Compared to the synthetic data, the spatial correlation of real data is higher, thus the results have practical significance. We conduct experiments to record the number of patterns for AMDFCP algorithm compared with the number of Join-less algorithms by considering the change of prevalence threshold, the distance threshold, and the feature disparity threshold. The results of varying min_prev on POI dataset and vegetation dataset are presented respectively in Figs. 10 and 11. It can be observed that AMDFCP algorithm reduces the number of mining results as high as 50% because with decreasing of min_prev, the results of the Join-less algorithm are increased quickly, AMDFCP algorithm can filter the low correlated prevalent patterns efficiently. Figures 12 and 13 illustrate the results by varying distance threshold on POI dataset and vegetation dataset respectively. The number of DFCPs increases slower than prevalent co-location patterns as the data volume increases, it indicates that the mining result is less affected by distance thresholds. This is because the disparity metrics can avoid the result explosion for aggregation of a large number of instances under the dense data.

Fig. 10.
figure 10

The mining results with different min_prev on POI data set

Fig. 11.
figure 11

The mining results with different min_prev on vegetation data set

Fig. 12.
figure 12

The mining results with different distance threshold on POI data set

Fig. 13.
figure 13

The mining results with different distance threshold on vegetation data set

5.3 The Real Application of Significant Co-location Mining

We use POI datasets to present and explain the practical application of DFCP mining.
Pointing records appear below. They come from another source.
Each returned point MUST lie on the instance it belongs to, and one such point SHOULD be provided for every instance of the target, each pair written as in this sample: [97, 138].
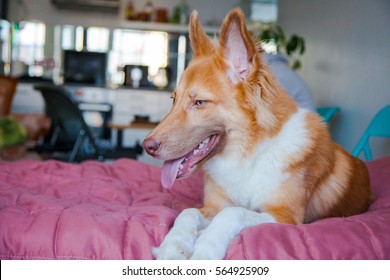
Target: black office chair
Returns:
[70, 133]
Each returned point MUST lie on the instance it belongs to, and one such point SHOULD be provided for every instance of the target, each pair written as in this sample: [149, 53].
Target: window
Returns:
[132, 47]
[29, 42]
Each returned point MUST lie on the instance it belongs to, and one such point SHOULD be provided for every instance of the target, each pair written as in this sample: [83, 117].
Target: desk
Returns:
[133, 125]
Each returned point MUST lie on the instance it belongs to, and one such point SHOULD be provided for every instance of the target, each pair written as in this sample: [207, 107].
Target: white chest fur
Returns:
[253, 181]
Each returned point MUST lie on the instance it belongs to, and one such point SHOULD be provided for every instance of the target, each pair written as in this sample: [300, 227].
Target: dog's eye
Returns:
[200, 103]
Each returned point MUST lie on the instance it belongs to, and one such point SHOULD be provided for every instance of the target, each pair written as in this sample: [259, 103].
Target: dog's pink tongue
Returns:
[169, 172]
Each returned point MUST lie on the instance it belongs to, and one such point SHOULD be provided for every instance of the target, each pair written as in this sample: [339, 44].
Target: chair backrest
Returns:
[63, 110]
[7, 91]
[379, 126]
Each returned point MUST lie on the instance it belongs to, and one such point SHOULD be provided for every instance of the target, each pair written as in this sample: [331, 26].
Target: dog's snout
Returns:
[151, 146]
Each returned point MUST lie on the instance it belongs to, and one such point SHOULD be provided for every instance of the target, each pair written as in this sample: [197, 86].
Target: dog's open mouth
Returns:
[186, 165]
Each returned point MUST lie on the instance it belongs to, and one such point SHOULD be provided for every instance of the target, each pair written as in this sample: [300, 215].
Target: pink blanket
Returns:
[54, 210]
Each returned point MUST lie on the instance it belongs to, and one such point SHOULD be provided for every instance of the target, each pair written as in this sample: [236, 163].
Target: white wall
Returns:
[347, 62]
[45, 11]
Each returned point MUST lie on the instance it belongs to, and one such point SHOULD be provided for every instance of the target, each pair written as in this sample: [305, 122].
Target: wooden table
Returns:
[133, 125]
Table 3 shows the results of DFCP mining, note that the dominant feature is labeled by “*”. The mining results indicate that the DFCP mining can offer targeted and abundant information.

Table 3. The results of DFCP mining

6 Conclusions

In this study, a new approach of mining the dominant-feature co-location patterns (DFCPs) is proposed to reveal the dominant relation between features of a pattern and reduce the prevalent co-location pattern results. The DFCP mining problem consists of the DFCP determination and dominant features extracting. In order to formulate the problem of DFCP mining, we firstly propose a measure, namely disparity, to measure the feature influence disparity, then an algorithm AMDFCP is designed to mine DFCP and dominant features. Finally, experimental results demonstrated in this paper have exemplified that DFCP mining method proposed in this paper can be utilized to identify the DFCP from prevalent co-location patterns efficiently and the experimental results in POI data have also supported the proposal that DFCP mining can provide effective support to users for specific applications.